Orang yang menabrak mahasiswa Universitas Indonesia Mohammad Hasya Attallah Syahputra diduga adalah Eko Setio Budi Wahono. Dia purnawirawan perwira menengah Polri dengan pangkat terakhir komisaris polisi. Selepas pensiun dari Direktorat Lalu Lintas Polda Metro Jaya, Eko dikabarkan bakal mengajukan diri sebagai calon legislator DPRD DKI Jakarta pada Pemilu 2024.

Pada malam gerimis kala itu, Kamis, 6 Oktober 2022, Eko mengemudikan mobil Mitsubishi Pajero melewati Srengseng Sawah, Jagakarsa, Jakarta Selatan. Hasya bersama beberapa temannya mengendarai motor secara beriringan. Tiba-tiba Hasya melihat motor di depannya melaju lambat. Hasya kemudian refleks mengelak ke sisi kanan seraya mengerem hingga terjatuh.

Dari arah berlawanan, mobil yang dikendarai Eko kemudian menabrak Hasya. Eko sempat berhenti. Kemudian teman Hasya meminta Eko membawa Hasya ke rumah sakit, tetapi Eko disebut menolaknya. "Sehingga Hasya tidak bisa cepat dibawa ke rumah sakit untuk mendapatkan pertolongan," kata Gita Paulina, kuasa hukum keluarga Hasya, pekan lalu.

Orang tua Hasya melaporkan kasus tersebut sekitar satu pekan setelah kejadian ke Polres Jakarta Selatan. Di sisi lain, polisi membuat laporan sendiri (laporan model A) atas kasus tersebut.

Polres Jaksel memang menerima aduan keluarga Hasya, tetapi hingga kini laporan tersebut tidak ditindaklanjuti. Sedangkan Polda Metro Jaya menindaklanjuti laporan A Polres Jaksel pada November 2022.

TKP kecelakaan mahasiswa UI versus purnawirawan polisi.
Foto : Rumondang/detikcom

Berdasarkan proses penyelidikan, Direktorat Lalu Lintas Polda Metro Jaya menyimpulkan ditemukan adanya tindak pidana pada kasus kecelakaan tersebut. Namun penyidik menilai tanggung jawab pidana tersebut ada pada Hasya.

Karena lalai mengendarai sepeda motor, sehingga menghilangkan nyawanya sendiri, bukan kelalaian si Pak Eko."

"Karena lalai mengendarai sepeda motor, sehingga menghilangkan nyawanya sendiri, bukan kelalaian si Pak Eko," kata Direktur Lalu Lintas Polda Metro Jaya Komisaris Besar Polisi Latif Usman pekan lalu.
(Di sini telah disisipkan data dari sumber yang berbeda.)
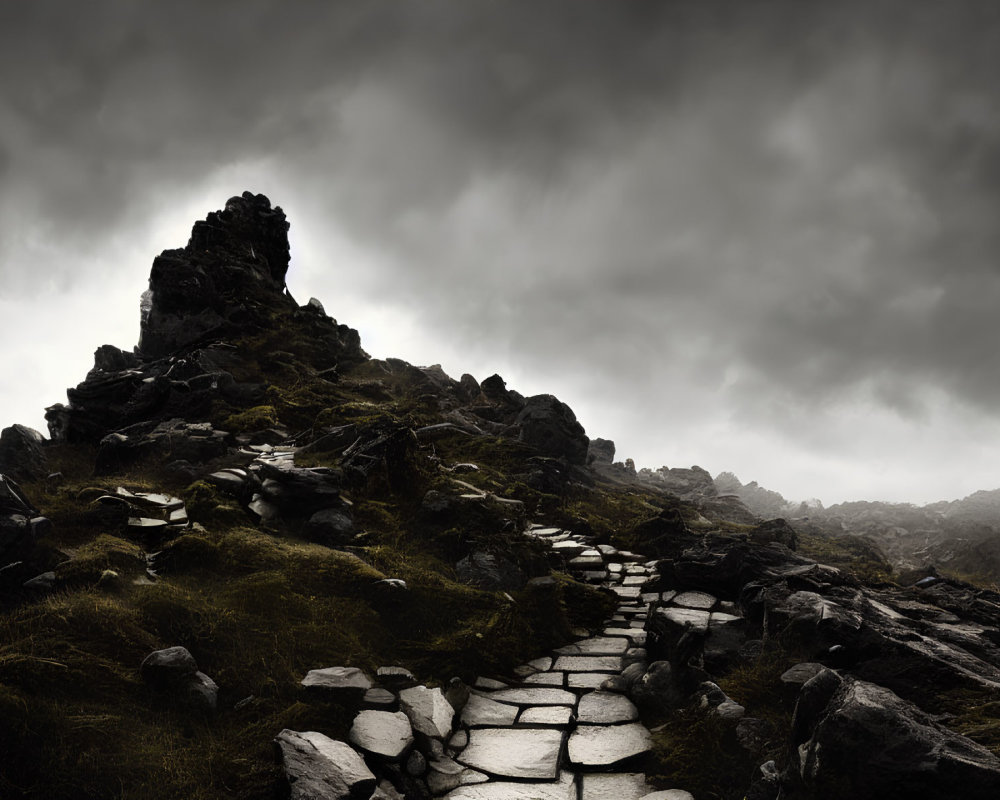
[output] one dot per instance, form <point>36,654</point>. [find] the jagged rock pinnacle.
<point>232,269</point>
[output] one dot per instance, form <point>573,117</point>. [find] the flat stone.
<point>535,696</point>
<point>546,715</point>
<point>318,766</point>
<point>384,733</point>
<point>800,673</point>
<point>587,680</point>
<point>589,663</point>
<point>489,683</point>
<point>606,708</point>
<point>700,600</point>
<point>336,679</point>
<point>547,679</point>
<point>379,699</point>
<point>514,753</point>
<point>681,617</point>
<point>429,711</point>
<point>604,745</point>
<point>614,786</point>
<point>596,646</point>
<point>563,789</point>
<point>481,711</point>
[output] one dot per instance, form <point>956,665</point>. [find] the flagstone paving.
<point>550,732</point>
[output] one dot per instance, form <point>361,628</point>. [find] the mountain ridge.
<point>245,525</point>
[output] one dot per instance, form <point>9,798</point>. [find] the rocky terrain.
<point>960,538</point>
<point>250,561</point>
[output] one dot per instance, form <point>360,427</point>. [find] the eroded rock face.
<point>233,254</point>
<point>867,742</point>
<point>317,766</point>
<point>21,454</point>
<point>551,426</point>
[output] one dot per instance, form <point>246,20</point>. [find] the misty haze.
<point>477,400</point>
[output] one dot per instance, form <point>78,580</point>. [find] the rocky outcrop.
<point>551,426</point>
<point>866,742</point>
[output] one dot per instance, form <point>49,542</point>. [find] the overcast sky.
<point>760,237</point>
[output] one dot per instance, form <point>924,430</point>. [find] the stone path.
<point>550,732</point>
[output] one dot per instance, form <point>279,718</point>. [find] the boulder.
<point>170,667</point>
<point>320,768</point>
<point>490,572</point>
<point>384,733</point>
<point>551,426</point>
<point>21,454</point>
<point>429,712</point>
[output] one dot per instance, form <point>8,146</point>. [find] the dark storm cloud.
<point>782,204</point>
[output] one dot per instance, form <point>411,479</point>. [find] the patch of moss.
<point>257,418</point>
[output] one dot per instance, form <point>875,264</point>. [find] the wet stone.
<point>481,711</point>
<point>514,753</point>
<point>546,715</point>
<point>604,745</point>
<point>586,680</point>
<point>557,679</point>
<point>614,786</point>
<point>563,789</point>
<point>535,696</point>
<point>699,600</point>
<point>597,646</point>
<point>606,708</point>
<point>589,663</point>
<point>384,733</point>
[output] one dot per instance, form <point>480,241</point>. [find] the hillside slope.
<point>248,497</point>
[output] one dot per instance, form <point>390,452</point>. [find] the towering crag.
<point>247,538</point>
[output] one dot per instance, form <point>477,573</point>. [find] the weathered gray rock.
<point>384,733</point>
<point>490,572</point>
<point>320,768</point>
<point>551,426</point>
<point>532,696</point>
<point>514,752</point>
<point>168,668</point>
<point>482,712</point>
<point>605,708</point>
<point>869,743</point>
<point>429,712</point>
<point>21,453</point>
<point>559,716</point>
<point>605,745</point>
<point>349,681</point>
<point>563,789</point>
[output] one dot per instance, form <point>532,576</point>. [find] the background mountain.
<point>246,536</point>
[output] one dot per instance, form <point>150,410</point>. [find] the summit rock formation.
<point>405,585</point>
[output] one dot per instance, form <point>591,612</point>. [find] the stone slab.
<point>587,680</point>
<point>547,679</point>
<point>605,745</point>
<point>699,600</point>
<point>563,789</point>
<point>481,711</point>
<point>535,696</point>
<point>606,708</point>
<point>514,752</point>
<point>614,786</point>
<point>385,733</point>
<point>546,715</point>
<point>596,646</point>
<point>589,663</point>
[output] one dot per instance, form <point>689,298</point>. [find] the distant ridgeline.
<point>253,562</point>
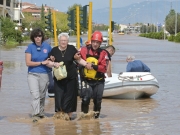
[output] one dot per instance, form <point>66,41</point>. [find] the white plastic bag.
<point>60,72</point>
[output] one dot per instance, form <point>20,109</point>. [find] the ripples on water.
<point>158,115</point>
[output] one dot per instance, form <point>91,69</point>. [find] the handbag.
<point>60,72</point>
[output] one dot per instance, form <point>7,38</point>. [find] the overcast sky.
<point>62,5</point>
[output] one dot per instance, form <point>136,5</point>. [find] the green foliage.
<point>9,33</point>
<point>82,29</point>
<point>153,35</point>
<point>170,22</point>
<point>42,13</point>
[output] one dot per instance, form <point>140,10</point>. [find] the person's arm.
<point>109,73</point>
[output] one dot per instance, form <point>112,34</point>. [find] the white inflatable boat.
<point>130,85</point>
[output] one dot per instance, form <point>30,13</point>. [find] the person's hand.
<point>89,66</point>
<point>56,64</point>
<point>52,58</point>
<point>77,56</point>
<point>45,62</point>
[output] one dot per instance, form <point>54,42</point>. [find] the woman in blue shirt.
<point>36,59</point>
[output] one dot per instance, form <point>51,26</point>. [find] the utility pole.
<point>110,19</point>
<point>176,21</point>
<point>55,32</point>
<point>78,26</point>
<point>90,21</point>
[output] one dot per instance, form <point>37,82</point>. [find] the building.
<point>7,8</point>
<point>33,9</point>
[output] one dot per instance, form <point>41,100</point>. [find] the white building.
<point>12,9</point>
<point>7,8</point>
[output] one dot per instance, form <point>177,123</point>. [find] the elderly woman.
<point>65,89</point>
<point>136,65</point>
<point>36,59</point>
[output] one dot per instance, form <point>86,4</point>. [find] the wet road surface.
<point>158,115</point>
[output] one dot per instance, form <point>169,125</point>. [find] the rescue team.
<point>93,64</point>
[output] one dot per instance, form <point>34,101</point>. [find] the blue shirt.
<point>39,54</point>
<point>137,66</point>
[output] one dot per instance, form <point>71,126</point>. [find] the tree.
<point>42,13</point>
<point>170,22</point>
<point>81,19</point>
<point>9,32</point>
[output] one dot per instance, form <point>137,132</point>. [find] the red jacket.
<point>102,61</point>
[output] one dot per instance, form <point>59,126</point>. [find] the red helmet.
<point>88,42</point>
<point>97,35</point>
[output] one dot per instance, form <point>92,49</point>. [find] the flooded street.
<point>158,115</point>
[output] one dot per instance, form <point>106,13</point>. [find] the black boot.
<point>97,108</point>
<point>85,104</point>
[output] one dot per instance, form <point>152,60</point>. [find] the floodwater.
<point>158,115</point>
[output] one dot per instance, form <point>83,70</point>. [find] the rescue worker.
<point>92,74</point>
<point>110,51</point>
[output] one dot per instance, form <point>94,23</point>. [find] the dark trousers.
<point>65,95</point>
<point>97,93</point>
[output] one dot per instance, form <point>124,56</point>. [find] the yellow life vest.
<point>91,73</point>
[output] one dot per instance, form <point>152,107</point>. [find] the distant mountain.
<point>143,12</point>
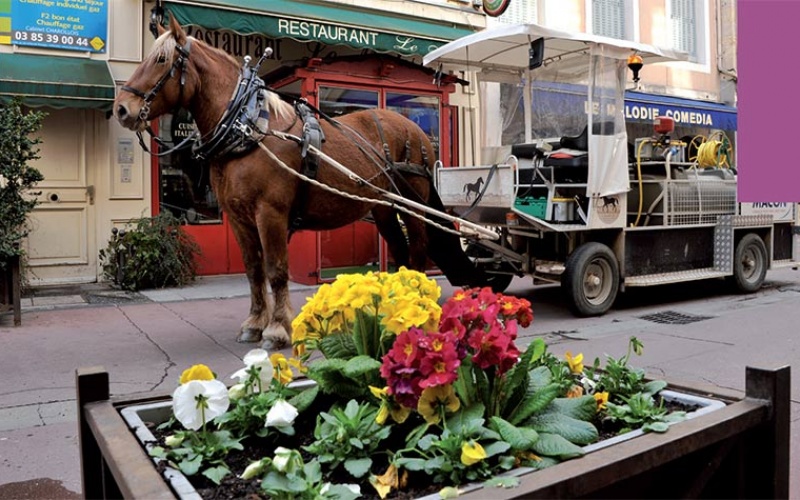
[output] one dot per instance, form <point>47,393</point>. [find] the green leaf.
<point>361,365</point>
<point>501,482</point>
<point>190,467</point>
<point>534,403</point>
<point>582,408</point>
<point>303,400</point>
<point>358,467</point>
<point>313,471</point>
<point>553,445</point>
<point>654,386</point>
<point>520,438</point>
<point>158,451</point>
<point>216,474</point>
<point>366,334</point>
<point>338,345</point>
<point>574,430</point>
<point>539,347</point>
<point>540,377</point>
<point>516,381</point>
<point>329,375</point>
<point>655,427</point>
<point>496,448</point>
<point>340,492</point>
<point>462,418</point>
<point>412,464</point>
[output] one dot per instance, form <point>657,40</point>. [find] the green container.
<point>533,206</point>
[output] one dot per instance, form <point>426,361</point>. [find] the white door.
<point>61,247</point>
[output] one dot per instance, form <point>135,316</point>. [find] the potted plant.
<point>403,392</point>
<point>17,178</point>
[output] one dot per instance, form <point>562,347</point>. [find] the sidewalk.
<point>145,340</point>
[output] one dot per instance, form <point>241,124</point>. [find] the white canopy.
<point>506,47</point>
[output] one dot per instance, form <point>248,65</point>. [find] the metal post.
<point>768,445</point>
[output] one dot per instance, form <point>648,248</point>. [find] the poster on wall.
<point>57,24</point>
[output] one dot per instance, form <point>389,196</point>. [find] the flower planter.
<point>746,438</point>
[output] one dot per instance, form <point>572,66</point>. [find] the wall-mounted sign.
<point>495,8</point>
<point>60,24</point>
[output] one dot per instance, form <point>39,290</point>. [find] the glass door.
<point>183,187</point>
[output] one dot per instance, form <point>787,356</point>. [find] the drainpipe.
<point>726,50</point>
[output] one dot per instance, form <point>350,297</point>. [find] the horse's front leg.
<point>273,230</point>
<point>253,257</point>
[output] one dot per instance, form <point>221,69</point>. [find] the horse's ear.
<point>177,31</point>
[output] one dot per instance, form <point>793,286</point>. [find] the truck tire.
<point>749,263</point>
<point>590,282</point>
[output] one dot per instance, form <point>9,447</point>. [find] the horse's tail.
<point>446,252</point>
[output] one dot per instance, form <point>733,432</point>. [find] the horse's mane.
<point>165,45</point>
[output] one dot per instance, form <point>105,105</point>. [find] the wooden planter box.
<point>10,290</point>
<point>740,450</point>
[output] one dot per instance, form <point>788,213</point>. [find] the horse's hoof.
<point>249,335</point>
<point>275,339</point>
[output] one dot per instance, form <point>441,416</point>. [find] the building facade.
<point>341,55</point>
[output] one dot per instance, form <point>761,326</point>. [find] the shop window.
<point>520,12</point>
<point>338,101</point>
<point>687,20</point>
<point>612,18</point>
<point>184,182</point>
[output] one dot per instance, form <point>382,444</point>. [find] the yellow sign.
<point>97,43</point>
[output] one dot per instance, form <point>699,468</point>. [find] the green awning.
<point>309,22</point>
<point>57,82</point>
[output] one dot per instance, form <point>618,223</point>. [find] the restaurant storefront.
<point>340,59</point>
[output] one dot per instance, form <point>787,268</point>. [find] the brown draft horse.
<point>258,195</point>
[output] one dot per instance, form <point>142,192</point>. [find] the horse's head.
<point>164,81</point>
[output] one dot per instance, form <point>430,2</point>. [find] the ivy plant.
<point>17,176</point>
<point>155,253</point>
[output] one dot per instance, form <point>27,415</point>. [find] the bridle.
<point>179,64</point>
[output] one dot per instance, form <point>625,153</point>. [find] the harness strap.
<point>312,136</point>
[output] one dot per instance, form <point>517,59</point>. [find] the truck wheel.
<point>591,280</point>
<point>749,263</point>
<point>498,282</point>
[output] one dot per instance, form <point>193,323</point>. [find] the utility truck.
<point>598,211</point>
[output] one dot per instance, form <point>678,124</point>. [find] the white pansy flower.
<point>256,359</point>
<point>237,391</point>
<point>281,460</point>
<point>282,414</point>
<point>356,489</point>
<point>255,469</point>
<point>199,401</point>
<point>173,441</point>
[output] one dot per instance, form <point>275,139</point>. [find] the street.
<point>696,332</point>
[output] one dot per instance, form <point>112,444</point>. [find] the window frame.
<point>631,21</point>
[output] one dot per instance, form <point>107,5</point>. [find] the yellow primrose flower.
<point>388,407</point>
<point>384,484</point>
<point>197,372</point>
<point>575,363</point>
<point>472,453</point>
<point>283,373</point>
<point>575,391</point>
<point>601,398</point>
<point>433,399</point>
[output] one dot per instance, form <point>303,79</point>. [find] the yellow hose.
<point>639,173</point>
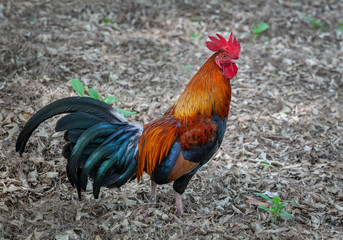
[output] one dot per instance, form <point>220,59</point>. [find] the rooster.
<point>104,146</point>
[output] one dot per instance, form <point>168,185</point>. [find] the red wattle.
<point>230,70</point>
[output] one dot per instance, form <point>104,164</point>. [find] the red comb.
<point>230,46</point>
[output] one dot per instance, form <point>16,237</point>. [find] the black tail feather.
<point>101,144</point>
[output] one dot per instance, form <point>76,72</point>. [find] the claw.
<point>153,192</point>
<point>179,203</point>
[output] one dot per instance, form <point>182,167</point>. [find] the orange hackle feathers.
<point>208,92</point>
<point>189,120</point>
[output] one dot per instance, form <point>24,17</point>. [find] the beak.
<point>237,61</point>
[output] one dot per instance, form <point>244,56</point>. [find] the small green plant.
<point>317,24</point>
<point>257,30</point>
<point>194,35</point>
<point>340,29</point>
<point>188,66</point>
<point>109,21</point>
<point>278,207</point>
<point>195,20</point>
<point>80,89</point>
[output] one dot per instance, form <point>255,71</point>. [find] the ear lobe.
<point>230,70</point>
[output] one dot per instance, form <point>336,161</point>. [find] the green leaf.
<point>77,86</point>
<point>93,93</point>
<point>276,200</point>
<point>110,99</point>
<point>261,27</point>
<point>291,202</point>
<point>264,196</point>
<point>316,23</point>
<point>194,35</point>
<point>264,208</point>
<point>282,206</point>
<point>285,214</point>
<point>195,20</point>
<point>109,21</point>
<point>125,113</point>
<point>188,66</point>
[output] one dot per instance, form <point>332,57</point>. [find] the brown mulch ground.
<point>286,112</point>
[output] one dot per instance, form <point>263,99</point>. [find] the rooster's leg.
<point>178,200</point>
<point>153,192</point>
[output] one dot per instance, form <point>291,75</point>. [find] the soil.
<point>284,134</point>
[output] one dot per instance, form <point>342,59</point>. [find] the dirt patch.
<point>286,111</point>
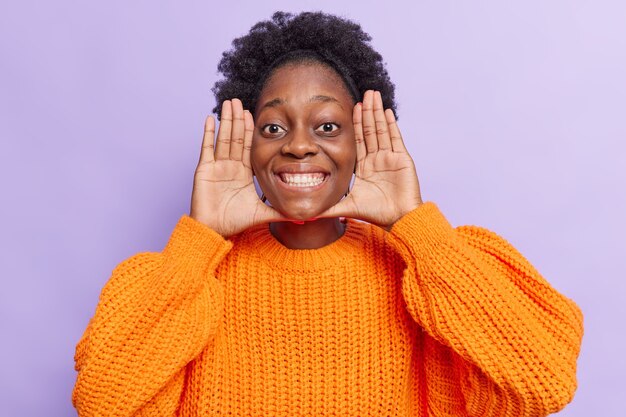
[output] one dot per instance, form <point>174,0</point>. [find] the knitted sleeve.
<point>499,340</point>
<point>156,313</point>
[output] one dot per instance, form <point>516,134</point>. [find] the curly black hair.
<point>306,37</point>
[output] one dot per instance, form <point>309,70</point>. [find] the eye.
<point>272,129</point>
<point>328,127</point>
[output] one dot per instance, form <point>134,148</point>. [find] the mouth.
<point>302,180</point>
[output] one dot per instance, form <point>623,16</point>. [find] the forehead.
<point>304,80</point>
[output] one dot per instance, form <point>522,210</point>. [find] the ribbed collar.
<point>341,251</point>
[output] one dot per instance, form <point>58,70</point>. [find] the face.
<point>303,151</point>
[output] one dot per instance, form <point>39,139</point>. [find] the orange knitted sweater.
<point>426,320</point>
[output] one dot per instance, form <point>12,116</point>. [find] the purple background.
<point>514,114</point>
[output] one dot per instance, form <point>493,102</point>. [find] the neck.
<point>309,235</point>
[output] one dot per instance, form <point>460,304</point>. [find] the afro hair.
<point>306,37</point>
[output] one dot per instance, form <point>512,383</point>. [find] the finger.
<point>369,124</point>
<point>397,144</point>
<point>206,153</point>
<point>236,137</point>
<point>357,120</point>
<point>247,138</point>
<point>382,131</point>
<point>222,145</point>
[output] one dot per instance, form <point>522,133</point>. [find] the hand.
<point>224,197</point>
<point>386,185</point>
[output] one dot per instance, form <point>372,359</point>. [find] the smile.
<point>302,180</point>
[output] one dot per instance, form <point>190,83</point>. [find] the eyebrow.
<point>318,98</point>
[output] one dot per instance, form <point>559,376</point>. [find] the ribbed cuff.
<point>421,230</point>
<point>196,243</point>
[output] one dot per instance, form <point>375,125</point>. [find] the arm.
<point>496,330</point>
<point>156,313</point>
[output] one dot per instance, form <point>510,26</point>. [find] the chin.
<point>302,212</point>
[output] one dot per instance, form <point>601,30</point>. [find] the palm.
<point>224,197</point>
<point>386,185</point>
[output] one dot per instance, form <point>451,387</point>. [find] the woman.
<point>275,306</point>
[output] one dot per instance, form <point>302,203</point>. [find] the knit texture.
<point>426,320</point>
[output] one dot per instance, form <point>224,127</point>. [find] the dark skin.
<point>308,139</point>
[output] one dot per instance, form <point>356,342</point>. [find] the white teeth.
<point>303,180</point>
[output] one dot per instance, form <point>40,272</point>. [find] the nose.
<point>300,144</point>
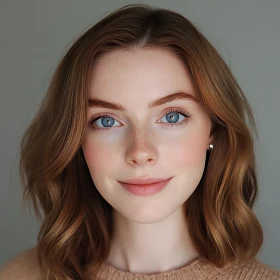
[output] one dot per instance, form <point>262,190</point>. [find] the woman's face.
<point>133,143</point>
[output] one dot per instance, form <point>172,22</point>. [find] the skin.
<point>150,232</point>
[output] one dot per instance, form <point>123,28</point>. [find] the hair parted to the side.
<point>76,228</point>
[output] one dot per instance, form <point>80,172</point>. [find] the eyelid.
<point>178,110</point>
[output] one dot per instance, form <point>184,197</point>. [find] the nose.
<point>142,150</point>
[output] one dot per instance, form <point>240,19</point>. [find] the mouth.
<point>145,189</point>
<point>143,181</point>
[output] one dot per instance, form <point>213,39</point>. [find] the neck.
<point>151,247</point>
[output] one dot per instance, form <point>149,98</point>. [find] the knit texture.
<point>199,269</point>
<point>25,266</point>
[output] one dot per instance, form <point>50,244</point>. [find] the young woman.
<point>141,159</point>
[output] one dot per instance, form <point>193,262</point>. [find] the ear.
<point>210,141</point>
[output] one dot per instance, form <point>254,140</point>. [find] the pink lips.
<point>144,187</point>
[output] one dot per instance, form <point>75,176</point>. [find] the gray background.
<point>34,36</point>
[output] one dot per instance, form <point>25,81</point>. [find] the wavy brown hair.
<point>76,228</point>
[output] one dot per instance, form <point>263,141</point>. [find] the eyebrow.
<point>158,102</point>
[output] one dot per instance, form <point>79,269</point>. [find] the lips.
<point>144,181</point>
<point>145,189</point>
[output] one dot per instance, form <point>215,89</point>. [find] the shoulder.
<point>22,267</point>
<point>252,270</point>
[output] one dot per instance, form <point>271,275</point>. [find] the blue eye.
<point>107,121</point>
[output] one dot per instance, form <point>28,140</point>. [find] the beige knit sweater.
<point>199,269</point>
<point>25,267</point>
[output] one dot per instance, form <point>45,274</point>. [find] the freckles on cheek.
<point>98,157</point>
<point>186,152</point>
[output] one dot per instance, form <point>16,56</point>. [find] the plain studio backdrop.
<point>34,36</point>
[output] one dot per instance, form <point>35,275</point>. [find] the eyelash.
<point>186,114</point>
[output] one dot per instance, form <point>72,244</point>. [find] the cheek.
<point>98,156</point>
<point>188,151</point>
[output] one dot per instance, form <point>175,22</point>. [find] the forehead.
<point>139,70</point>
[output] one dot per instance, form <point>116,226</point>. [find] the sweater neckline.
<point>199,268</point>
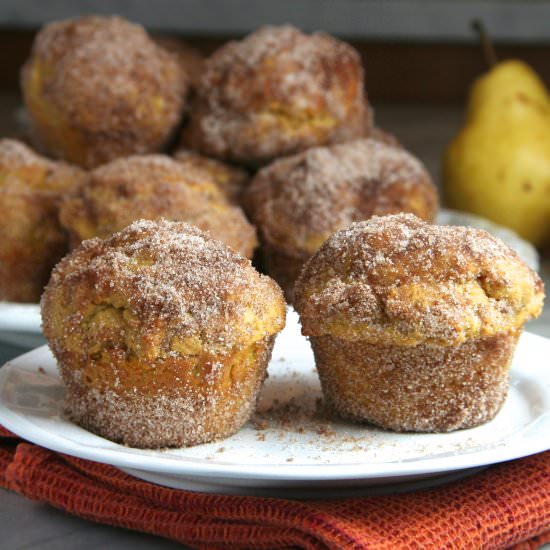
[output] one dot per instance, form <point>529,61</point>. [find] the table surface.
<point>424,130</point>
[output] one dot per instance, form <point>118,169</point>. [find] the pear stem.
<point>486,43</point>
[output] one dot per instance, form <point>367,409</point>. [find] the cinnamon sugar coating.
<point>190,59</point>
<point>229,179</point>
<point>297,202</point>
<point>98,88</point>
<point>31,187</point>
<point>276,92</point>
<point>153,187</point>
<point>398,280</point>
<point>162,334</point>
<point>413,326</point>
<point>423,388</point>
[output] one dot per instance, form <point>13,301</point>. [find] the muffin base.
<point>179,418</point>
<point>422,388</point>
Latif mengklaim Eko sudah berada di jalur yang benar dengan kecepatan yang relatif lambat, yaitu 30 kilometer per jam.

Latif pun menetapkan Hasya sebagai tersangka. Namun, karena Hasya meninggal dunia, Latif kemudian menerbitkan surat perintah penghentian penyidikan (SP3).

Penersangkaan Hasya ini kemudian menuai polemik. Polisi dianggap tak elok menjadikan korban kecelakaan sebagai tersangka. Keberpihakan polisi juga dipertanyakan karena kecelakaan itu melibatkan purnawirawan Polri.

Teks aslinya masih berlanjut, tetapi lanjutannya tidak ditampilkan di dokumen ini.